ChainRulesTestUtils

CI Code Style: Blue

ChainRulesTestUtils.jl helps you test ChainRulesCore.frule and ChainRulesCore.rrule methods, when adding rules for your functions in your own packages. For information about ChainRules, including how to write rules, refer to the general ChainRules Documentation:

Canonical example

Let's suppose a custom transformation has been defined

function two2three(x1::Float64, x2::Float64)
    return 1.0, 2.0*x1, 3.0*x2
end

# output
two2three (generic function with 1 method)

along with the frule

using ChainRulesCore

function ChainRulesCore.frule((Δf, Δx1, Δx2), ::typeof(two2three), x1, x2)
    y = two2three(x1, x2)
    ∂y = Tangent{Tuple{Float64, Float64, Float64}}(ZeroTangent(), 2.0*Δx1, 3.0*Δx2)
    return y, ∂y
end
# output

and rrule

function ChainRulesCore.rrule(::typeof(two2three), x1, x2)
    y = two2three(x1, x2)
    function two2three_pullback(Ȳ)
        return (NoTangent(), 2.0*Ȳ[2], 3.0*Ȳ[3])
    end
    return y, two2three_pullback
end
# output

The test_frule/test_rrule helper function compares the frule/rrule outputs to the gradients obtained by finite differencing. They can be used for any type and number of inputs and outputs.

Testing the frule

test_frule takes in the function f and the primal input x. The call will test the frule for function f at the point x in the domain. Keep this in mind when testing discontinuous rules for functions like ReLU, which should ideally be tested at both x being above and below zero.
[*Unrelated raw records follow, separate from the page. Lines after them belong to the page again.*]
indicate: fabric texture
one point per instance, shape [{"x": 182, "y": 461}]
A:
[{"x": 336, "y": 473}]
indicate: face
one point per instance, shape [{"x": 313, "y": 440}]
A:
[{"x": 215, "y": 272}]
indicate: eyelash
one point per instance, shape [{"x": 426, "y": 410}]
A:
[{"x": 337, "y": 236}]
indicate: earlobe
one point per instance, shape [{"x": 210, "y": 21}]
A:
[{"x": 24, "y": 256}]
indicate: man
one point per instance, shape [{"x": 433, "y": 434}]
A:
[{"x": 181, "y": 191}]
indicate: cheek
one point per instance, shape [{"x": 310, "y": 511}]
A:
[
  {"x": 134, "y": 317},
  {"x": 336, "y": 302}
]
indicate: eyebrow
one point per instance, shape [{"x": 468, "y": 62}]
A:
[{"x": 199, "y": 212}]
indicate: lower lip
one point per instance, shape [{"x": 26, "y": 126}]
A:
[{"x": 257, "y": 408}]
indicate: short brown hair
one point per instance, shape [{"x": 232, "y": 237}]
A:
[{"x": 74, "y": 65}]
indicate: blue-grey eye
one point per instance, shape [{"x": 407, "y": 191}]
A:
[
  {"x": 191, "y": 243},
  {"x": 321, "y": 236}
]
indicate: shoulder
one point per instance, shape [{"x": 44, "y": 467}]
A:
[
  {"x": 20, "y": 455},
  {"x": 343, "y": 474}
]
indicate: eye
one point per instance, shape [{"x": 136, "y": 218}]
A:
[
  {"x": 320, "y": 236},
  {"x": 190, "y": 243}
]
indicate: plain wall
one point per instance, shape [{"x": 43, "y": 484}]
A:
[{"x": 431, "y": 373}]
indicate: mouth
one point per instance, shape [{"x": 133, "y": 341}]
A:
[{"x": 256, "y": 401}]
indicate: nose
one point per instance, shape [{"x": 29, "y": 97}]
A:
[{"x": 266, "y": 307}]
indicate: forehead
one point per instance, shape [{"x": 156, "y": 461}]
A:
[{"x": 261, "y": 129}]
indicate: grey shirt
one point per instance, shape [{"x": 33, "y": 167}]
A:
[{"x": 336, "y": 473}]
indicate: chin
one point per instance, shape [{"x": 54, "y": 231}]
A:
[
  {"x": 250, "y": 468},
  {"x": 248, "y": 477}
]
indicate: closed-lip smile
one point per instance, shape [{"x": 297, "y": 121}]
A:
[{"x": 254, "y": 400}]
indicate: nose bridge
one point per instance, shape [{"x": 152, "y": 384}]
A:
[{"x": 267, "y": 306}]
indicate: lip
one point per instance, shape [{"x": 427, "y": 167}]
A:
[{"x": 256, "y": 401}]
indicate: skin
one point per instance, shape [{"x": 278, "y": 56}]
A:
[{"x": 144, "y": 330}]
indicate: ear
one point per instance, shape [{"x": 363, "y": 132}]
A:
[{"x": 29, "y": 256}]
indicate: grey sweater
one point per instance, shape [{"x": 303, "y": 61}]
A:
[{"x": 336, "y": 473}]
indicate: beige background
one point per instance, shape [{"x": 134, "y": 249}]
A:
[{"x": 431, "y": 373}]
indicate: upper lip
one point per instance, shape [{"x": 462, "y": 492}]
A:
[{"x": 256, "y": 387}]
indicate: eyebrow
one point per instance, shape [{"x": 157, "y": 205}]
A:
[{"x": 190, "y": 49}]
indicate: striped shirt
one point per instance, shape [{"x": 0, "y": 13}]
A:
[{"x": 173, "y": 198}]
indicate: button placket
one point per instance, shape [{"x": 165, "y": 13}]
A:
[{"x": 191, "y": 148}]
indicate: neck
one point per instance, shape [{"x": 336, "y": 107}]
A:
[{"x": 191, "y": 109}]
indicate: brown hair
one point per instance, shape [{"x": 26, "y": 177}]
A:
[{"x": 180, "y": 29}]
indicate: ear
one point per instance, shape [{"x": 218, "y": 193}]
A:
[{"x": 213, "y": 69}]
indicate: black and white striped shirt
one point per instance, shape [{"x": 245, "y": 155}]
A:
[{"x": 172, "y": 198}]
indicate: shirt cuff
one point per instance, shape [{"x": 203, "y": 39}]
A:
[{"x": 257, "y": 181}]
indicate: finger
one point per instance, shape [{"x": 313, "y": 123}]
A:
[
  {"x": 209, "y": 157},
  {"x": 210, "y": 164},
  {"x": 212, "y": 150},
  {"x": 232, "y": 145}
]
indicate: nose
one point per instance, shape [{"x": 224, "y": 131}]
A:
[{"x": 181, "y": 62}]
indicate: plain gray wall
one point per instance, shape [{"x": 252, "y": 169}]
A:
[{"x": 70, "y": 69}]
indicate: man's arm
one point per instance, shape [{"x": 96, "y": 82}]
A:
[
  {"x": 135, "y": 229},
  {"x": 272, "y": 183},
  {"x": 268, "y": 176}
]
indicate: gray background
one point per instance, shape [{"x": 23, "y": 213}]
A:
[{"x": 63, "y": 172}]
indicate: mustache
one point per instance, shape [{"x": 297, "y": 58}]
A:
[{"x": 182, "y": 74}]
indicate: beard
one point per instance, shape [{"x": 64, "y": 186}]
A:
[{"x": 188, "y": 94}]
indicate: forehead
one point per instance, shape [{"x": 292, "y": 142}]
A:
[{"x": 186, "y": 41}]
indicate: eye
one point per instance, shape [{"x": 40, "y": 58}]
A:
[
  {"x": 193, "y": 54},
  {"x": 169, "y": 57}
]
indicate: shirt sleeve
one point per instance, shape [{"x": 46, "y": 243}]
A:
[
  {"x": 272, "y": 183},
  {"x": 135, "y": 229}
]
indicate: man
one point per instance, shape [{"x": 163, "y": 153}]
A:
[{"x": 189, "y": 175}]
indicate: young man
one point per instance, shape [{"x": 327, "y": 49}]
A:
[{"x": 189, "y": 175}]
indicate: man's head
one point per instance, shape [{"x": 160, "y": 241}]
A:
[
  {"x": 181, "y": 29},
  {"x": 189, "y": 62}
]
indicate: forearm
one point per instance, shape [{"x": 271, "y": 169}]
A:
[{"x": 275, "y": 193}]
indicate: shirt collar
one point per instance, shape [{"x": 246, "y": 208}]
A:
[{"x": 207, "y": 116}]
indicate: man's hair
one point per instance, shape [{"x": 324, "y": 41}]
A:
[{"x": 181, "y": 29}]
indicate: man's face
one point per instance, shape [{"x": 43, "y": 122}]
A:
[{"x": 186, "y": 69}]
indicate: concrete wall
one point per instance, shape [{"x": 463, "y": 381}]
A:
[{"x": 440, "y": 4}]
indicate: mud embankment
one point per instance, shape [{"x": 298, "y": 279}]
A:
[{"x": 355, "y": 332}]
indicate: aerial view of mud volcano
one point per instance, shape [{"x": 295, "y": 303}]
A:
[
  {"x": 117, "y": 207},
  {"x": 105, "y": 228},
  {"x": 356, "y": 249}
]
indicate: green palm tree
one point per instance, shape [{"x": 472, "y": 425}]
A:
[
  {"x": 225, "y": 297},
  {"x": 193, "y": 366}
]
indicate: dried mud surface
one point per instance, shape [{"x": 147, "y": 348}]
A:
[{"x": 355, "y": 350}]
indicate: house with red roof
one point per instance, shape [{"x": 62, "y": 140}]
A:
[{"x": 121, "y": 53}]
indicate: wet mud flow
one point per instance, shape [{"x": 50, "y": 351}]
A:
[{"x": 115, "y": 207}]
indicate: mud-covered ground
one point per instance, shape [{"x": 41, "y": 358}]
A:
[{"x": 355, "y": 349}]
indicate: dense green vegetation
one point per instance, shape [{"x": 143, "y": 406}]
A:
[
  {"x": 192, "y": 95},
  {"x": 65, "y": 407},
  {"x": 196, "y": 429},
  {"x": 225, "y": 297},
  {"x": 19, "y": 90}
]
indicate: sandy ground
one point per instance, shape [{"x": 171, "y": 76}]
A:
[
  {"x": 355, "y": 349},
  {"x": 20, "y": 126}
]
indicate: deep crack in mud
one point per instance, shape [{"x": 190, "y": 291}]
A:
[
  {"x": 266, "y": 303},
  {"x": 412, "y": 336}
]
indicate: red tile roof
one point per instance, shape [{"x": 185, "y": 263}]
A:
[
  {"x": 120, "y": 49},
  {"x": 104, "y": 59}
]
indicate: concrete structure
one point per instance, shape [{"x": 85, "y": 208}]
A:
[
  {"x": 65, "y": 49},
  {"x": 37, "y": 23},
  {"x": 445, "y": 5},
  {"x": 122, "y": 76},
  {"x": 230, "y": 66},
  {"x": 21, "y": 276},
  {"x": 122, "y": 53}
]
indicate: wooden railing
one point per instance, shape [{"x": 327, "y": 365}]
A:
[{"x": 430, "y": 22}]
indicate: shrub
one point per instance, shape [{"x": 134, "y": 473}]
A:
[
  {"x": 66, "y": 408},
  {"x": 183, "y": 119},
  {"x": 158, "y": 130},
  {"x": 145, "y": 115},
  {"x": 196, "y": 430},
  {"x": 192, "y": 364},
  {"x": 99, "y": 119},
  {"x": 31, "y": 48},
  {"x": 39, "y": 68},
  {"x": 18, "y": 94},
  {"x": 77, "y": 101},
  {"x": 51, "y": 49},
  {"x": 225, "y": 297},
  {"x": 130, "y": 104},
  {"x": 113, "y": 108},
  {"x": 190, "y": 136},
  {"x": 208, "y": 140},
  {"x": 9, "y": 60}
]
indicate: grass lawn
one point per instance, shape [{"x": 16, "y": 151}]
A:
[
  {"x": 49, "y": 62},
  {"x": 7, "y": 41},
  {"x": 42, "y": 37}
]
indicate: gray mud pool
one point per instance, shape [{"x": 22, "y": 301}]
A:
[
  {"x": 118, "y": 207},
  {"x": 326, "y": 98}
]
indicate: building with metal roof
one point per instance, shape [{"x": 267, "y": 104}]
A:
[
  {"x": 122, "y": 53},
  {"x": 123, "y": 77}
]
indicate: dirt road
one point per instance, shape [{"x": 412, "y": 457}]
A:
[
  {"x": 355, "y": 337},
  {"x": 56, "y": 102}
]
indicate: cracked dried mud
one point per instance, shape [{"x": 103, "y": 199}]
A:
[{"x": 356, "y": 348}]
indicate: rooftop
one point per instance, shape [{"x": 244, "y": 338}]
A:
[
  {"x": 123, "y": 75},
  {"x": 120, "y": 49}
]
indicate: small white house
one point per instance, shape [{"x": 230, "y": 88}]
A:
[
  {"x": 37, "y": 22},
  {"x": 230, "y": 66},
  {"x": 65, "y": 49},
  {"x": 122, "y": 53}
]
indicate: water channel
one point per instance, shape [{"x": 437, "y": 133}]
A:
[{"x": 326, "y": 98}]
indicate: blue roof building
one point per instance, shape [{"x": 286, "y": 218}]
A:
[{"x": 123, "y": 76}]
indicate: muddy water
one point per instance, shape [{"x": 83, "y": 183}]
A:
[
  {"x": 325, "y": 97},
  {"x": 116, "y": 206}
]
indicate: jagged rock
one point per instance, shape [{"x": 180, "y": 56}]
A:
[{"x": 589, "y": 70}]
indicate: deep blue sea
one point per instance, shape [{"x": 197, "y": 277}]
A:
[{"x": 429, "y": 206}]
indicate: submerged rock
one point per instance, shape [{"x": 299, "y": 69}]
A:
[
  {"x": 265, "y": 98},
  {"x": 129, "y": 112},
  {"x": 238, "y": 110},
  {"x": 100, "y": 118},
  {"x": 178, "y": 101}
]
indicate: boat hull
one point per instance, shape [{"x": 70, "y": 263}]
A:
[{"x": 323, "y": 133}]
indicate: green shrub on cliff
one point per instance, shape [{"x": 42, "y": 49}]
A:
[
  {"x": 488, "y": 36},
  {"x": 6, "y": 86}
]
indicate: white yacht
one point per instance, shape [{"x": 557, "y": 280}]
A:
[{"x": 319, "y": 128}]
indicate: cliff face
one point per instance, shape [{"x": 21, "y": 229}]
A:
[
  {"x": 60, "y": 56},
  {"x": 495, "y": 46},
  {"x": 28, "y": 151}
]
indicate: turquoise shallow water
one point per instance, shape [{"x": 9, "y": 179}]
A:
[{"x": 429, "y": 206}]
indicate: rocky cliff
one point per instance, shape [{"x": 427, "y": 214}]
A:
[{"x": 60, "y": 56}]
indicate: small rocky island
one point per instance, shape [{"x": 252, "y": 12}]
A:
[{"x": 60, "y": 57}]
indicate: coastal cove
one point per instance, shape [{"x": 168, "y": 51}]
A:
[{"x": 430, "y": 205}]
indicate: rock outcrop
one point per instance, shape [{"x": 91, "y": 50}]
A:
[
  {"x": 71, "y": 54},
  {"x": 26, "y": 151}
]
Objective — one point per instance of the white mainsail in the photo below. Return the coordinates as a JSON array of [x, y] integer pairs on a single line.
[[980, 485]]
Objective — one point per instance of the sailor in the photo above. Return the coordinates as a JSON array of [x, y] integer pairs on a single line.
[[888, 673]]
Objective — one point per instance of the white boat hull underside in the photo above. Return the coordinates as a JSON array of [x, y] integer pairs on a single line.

julia> using ChainRulesTestUtils;

julia> test_frule(two2three, 3.33, -7.77);
Test Summary:                            | Pass  Total
test_frule: two2three on Float64,Float64 |    6      6

Testing the rrule

test_rrule takes in the function f, and primal inputsr x. The call will test the rrule for function f at the point x, and similarly to frule some rules should be tested at multiple points in the domain.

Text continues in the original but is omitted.